Individuals sitting ≥7 hours/day are 34% more likely to have MAFLD compared to those sitting ≤4 hours/day. Additionally, sitting ≥8 hours/day may increase MAFLD risk, independent of PA levels. Moderate to vigorous PA is associated with MAFLD resolution. In a large adult cohort, 35% of baseline MAFLD cases (n=42,536) resolved after a 5-year follow-up. Moderate to vigorous PA was associated with MAFLD resolution after adjusting for BMI and other confounding factors, with benefits maximized when PA frequency was ≥5 days/week. Notably, compared to non-MAFLD patients, MAFLD patients have more sedentary time and are less likely to meet recommended PA guidelines, with 75% to 80% of MAFLD patients being physically inactive.
Sleep Management
Few studies have investigated the impact of sleep quality and duration on MAFLD. A review including five cross-sectional studies and one cohort study found that shorter sleep duration (<5-6 hours) increased the risk of MAFLD by 19%. A larger cohort study confirmed these findings, with an average follow-up of 4 years. MAFLD patients had poorer sleep efficiency, more frequent daytime naps (>30 minutes), higher use of sleeping pills, and later bed and wake times compared to non-MAFLD patients.
Data suggest that optimal sleep duration of 7-8 hours and reducing daytime napping may help prevent MAFLD. However, the impact of sleep on inflammatory processes, hormone-driven appetite regulation, metabolism, and fatigue affecting physical activity and dietary choices warrants further research.
Summary and Outlook
Achieving a weight loss of ≥7% to 10% is a core goal of lifestyle interventions. However, even without weight loss, improving diet quality and engaging in exercise offer benefits.
Lifestyle interventions for MAFLD should consider the “24-hour” approach, encompassing diet, physical activity/exercise, sedentary behavior, smoking, alcohol consumption, and sleep management. Dietary management should focus on energy restriction and improving diet quality, with a particular emphasis on the Mediterranean diet, tailored to different dietary cultures.
Increasing physical activity and reducing sedentary behavior can prevent MAFLD. The strongest evidence supports 150-240 minutes of moderate-intensity aerobic exercise per week. For individuals losing weight through diet and/or medications and those with sarcopenia, resistance training in addition to aerobic exercise should be prioritized to prevent skeletal muscle loss. Limited evidence suggests sleep is crucial for preventing MAFLD.
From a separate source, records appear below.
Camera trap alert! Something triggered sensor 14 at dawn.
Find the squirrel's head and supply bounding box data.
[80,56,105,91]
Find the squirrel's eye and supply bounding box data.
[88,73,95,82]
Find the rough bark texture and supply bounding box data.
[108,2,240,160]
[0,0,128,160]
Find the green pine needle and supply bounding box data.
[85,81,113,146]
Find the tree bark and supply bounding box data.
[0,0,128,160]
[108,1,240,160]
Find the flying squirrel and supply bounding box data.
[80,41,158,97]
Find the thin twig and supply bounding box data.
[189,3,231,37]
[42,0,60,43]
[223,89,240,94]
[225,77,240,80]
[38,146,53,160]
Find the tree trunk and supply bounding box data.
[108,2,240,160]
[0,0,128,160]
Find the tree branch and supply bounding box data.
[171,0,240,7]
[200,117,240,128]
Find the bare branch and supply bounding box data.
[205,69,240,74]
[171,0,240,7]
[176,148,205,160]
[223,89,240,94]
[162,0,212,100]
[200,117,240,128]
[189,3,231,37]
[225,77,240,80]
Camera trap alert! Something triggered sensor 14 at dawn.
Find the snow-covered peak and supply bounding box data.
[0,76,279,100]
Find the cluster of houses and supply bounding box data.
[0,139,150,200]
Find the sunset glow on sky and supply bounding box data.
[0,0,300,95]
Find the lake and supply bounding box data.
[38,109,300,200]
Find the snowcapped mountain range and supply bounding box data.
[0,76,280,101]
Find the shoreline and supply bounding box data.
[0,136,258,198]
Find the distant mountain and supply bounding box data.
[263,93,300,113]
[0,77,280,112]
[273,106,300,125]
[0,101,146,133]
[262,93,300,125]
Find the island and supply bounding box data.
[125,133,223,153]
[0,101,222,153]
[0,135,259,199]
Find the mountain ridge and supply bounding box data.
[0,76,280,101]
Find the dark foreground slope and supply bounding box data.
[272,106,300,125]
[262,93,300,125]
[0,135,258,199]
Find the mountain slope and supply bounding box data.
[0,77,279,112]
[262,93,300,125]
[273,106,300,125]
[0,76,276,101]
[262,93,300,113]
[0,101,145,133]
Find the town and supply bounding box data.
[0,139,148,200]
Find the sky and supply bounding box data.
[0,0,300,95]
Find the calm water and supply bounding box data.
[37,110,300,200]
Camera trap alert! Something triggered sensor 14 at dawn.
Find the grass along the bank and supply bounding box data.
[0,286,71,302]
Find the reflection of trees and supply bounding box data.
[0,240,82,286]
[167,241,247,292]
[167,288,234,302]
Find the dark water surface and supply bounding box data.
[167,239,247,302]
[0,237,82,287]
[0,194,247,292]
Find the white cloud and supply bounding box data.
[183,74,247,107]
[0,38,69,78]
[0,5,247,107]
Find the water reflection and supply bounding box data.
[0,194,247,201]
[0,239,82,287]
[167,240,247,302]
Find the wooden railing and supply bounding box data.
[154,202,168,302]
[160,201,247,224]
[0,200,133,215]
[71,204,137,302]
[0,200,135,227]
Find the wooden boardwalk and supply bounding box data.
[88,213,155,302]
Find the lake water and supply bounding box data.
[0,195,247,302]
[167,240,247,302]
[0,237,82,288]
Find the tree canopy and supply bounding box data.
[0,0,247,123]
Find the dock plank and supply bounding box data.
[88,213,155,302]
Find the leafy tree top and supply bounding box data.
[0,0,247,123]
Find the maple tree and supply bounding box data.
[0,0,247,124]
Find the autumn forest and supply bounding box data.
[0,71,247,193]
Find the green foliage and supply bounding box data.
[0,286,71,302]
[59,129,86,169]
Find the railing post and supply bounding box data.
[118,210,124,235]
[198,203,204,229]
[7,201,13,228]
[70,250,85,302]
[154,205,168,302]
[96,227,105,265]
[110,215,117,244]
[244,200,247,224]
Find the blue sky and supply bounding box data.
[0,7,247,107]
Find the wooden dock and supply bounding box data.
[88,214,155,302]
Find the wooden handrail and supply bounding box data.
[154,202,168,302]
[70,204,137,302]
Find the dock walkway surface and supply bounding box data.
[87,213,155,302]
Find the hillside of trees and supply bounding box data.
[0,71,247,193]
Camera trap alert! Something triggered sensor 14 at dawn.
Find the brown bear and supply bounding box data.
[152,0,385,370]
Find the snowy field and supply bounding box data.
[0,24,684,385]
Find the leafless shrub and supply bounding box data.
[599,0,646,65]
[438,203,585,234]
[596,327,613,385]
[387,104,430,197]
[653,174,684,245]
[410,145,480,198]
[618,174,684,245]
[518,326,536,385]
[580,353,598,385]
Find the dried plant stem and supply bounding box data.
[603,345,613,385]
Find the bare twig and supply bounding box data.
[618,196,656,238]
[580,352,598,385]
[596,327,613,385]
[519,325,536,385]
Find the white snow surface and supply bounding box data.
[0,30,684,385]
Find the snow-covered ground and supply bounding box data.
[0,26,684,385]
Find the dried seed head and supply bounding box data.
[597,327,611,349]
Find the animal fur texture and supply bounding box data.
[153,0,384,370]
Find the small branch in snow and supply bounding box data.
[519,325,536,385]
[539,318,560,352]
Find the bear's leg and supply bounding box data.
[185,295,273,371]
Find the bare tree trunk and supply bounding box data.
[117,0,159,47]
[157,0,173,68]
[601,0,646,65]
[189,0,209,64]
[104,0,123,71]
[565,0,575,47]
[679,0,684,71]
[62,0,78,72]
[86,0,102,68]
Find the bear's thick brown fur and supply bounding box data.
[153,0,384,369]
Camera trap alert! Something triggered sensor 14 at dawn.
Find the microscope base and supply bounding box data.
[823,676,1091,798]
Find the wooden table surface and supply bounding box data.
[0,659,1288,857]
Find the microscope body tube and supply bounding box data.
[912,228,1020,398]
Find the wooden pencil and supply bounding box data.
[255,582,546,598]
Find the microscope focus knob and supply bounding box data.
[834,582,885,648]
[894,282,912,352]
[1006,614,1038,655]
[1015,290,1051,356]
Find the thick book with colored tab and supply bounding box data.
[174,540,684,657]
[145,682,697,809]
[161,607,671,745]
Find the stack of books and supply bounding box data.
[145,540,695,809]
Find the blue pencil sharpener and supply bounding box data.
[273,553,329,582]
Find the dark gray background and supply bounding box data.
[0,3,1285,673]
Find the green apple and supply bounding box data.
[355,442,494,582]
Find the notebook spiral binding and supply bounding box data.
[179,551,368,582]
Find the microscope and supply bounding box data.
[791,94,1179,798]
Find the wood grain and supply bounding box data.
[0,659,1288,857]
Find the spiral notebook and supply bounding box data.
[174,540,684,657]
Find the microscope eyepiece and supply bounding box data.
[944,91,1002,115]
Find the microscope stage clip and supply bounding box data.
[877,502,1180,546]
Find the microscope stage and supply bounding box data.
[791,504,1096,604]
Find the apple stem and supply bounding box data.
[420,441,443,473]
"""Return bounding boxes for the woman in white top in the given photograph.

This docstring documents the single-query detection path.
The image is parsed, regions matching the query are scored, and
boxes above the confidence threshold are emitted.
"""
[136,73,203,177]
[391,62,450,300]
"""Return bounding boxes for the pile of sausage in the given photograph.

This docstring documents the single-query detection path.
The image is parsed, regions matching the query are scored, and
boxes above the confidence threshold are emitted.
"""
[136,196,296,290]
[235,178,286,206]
Researchers advocate for large-scale multidisciplinary trials with long-term follow-up for MAFLD patients to extend the 24-hour comprehensive lifestyle behavior management recommendations to basic healthcare. Future MAFLD management guidelines should consider the heterogeneity and individualized care models of MAFLD to better manage the growing number of MAFLD patients.
Original Article Link: Keating, S.E., Chawla, Y., De, A. et al. Lifestyle intervention for metabolic dysfunction-associated fatty liver disease: a 24-h integrated behavior perspective. Hepatol Int (2024).